I. Agreements in principle
Our deliveries and services are provided exclusively on the basis of these general terms and conditions. These are an agreed component of all contracts concluded with us. They will also apply in the future, even if they are not expressly included again. Deviating terms and conditions of the customer shall only become part of the contract if they have been expressly accepted by us in writing.
Our offers are always subject to change without notice until the 60th day (sixty) after the date of issue. We reserve the right of prior sale. Information in brochures, advertisements, exposés etc., including prices, is not binding.
III. Delivery and transfer of risk
For all deliveries, we expressly reserve the right to deliver. Force majeure, in particular operational disruptions, strikes, lockouts, traffic obstacles or other unforeseen events release us from the obligation to deliver; claims for damages due to delayed delivery or lack of delivery possibility, for whatever reason, are excluded.
Shipment is made at the risk and expense of the recipient from Bielefeld (only for shipment within the Federal Republic of Germany), unless otherwise agreed. Insurance will only be taken out at the customer's request and at his expense. We reserve the possibility of partial delivery. The risk shall pass to the consignee as soon as the goods have left our business premises.
Delivery and invoicing shall be based on the price list valid on the day the contract is concluded. The prices stated there are net prices without the respectively valid value added tax. The statutory value-added tax is shown separately in the invoices and is to be borne by the customer.
Our invoices are payable by cheque or bank transfer within 30 (thirty) days net cash, unless otherwise agreed. Bills of exchange or cheques shall only be considered as payment after they have been honoured. In the event of overdue payment by more than 7 (seven) days, interest on arrears will be charged at the respective bank rates for overdraft facilities. Payments by bill of exchange require our prior consent. The buyer shall bear the costs of bills of exchange, in particular discount and collection charges. In case of payment by bill of exchange, the deduction of a cash account is not permitted.

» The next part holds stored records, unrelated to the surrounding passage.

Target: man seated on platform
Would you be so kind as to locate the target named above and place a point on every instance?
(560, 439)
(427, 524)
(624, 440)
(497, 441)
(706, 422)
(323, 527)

VI. Reservation of ownership
The delivered goods shall remain our property until all claims to which we are entitled from the business relationship, including all ancillary claims (in the case of payment by cheque or bill of exchange, until they have been honoured) have been settled in full. Prior to full payment, the goods may only be sold in the ordinary course of business; in this case, the buyer hereby assigns to us the claims against his customers arising from the sale, including all ancillary rights, to the amount of our outstanding claims. At our request, the buyer shall be obliged to notify his customers of the assignment and to provide us with the information and documents necessary to assert our rights against the customers. Furthermore, the goods may neither be pledged to third parties nor assigned as security before full payment has been made. We undertake to release goods delivered under reservation of title at our discretion if the value of the total goods still in our ownership exceed our claims, including incidental claims, by more than 20%. The purchase price charged at the time of delivery is decisive for the evaluation of the goods delivered under retention of title.

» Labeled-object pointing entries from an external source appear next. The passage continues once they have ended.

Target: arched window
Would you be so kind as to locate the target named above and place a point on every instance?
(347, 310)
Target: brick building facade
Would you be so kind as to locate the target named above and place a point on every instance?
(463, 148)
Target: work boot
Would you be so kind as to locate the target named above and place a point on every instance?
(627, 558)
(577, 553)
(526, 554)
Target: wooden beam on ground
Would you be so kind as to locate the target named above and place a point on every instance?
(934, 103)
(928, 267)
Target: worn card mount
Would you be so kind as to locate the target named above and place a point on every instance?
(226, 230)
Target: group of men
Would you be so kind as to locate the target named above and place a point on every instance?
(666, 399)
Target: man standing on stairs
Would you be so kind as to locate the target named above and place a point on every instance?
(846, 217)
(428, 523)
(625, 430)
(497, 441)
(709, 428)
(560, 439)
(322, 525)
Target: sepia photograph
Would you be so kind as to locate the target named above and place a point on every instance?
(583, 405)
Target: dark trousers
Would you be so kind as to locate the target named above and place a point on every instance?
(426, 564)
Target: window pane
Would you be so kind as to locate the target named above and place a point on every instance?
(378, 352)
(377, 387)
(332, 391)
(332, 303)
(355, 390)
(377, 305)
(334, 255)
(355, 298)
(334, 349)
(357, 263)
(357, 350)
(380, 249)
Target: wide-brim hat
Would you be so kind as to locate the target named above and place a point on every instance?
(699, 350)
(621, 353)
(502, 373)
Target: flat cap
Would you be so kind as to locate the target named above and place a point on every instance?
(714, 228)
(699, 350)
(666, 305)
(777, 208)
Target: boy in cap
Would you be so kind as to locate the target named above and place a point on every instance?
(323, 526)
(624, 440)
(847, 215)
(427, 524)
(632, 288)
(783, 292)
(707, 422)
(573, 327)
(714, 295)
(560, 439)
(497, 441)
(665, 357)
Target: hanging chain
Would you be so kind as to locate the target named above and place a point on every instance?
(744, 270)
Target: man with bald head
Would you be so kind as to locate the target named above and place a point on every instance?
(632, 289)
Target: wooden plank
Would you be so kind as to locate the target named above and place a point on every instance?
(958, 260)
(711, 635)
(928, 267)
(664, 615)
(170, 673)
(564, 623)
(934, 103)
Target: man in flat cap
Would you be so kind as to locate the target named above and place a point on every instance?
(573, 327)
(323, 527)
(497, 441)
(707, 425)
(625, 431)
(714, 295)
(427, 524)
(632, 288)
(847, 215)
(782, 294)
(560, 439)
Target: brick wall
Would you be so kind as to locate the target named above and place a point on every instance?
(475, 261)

Defects as well as exceeding or falling short of the contractually agreed quantity or transport damage must be reported to us in writing without delay - in the case of recognisable defects, however, within 8 days of delivery at the latest, in the case of hidden defects without delay, however, within 8 days of their discovery at the latest. If a notification of defects is not made in due time, no claims against the supplier can be derived from such defects.

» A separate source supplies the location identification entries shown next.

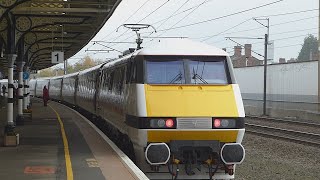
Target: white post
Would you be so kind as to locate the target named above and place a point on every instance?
(11, 59)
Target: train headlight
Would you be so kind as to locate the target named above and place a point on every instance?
(217, 123)
(169, 123)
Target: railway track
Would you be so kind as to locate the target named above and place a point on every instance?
(286, 134)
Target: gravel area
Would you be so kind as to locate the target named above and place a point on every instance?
(270, 159)
(282, 125)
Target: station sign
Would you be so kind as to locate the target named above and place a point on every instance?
(57, 57)
(26, 75)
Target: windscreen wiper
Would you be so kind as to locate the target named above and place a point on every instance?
(196, 76)
(178, 77)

If the delivered goods are defective or lack guaranteed characteristics, we reserve the right to repair or replace the goods, excluding any further warranty claims by the customer. If a rectification or replacement delivery fails or is not possible within a reasonable period of time, or if a reasonable grace period set by the customer expires without the defect being rectified, or if we refuse to rectify the defect or culpably delay rectification, the customer may, excluding all further claims, choose to demand cancellation of the contract (redhibition) or reduction of the price (abatement). In addition to the customer's warranty rights, our general warranty conditions apply. Section VIII of these terms and conditions remains unaffected.
VIII. Limitation of liability
Irrespective of the legal grounds, our liability is limited to damages typical for the contract.
Warranty claims exceeding the provisions of section VII as well as claims for damages by the customer, irrespective of their legal basis, in particular in the case of consequential damage caused by a defect, claims for damages due to non-fulfilment, claims from positive breach of contract, from culpa in contrahendo or from extra-contractual liability, in particular due to tort, are excluded - unless provided for by mandatory law.
The limitations and exclusions of liability in sections VIII. 1 and VIII. 2 do not apply to damage caused by our organs or vicarious agents intentionally or through gross negligence.
Our liability for warranted characteristics remains unaffected.
IX. Place of performance and jurisdiction
The place of performance for delivery and payment is Bielefeld for both parties to the contract. Place of jurisdiction, also for bill of exchange and cheque processes, is Bielefeld. Only the law of the Federal Republic of Germany shall apply.
X. Invalidity of individual clauses
Should individual provisions of these General Terms and Conditions (AGB) be invalid, this shall not affect the other clauses.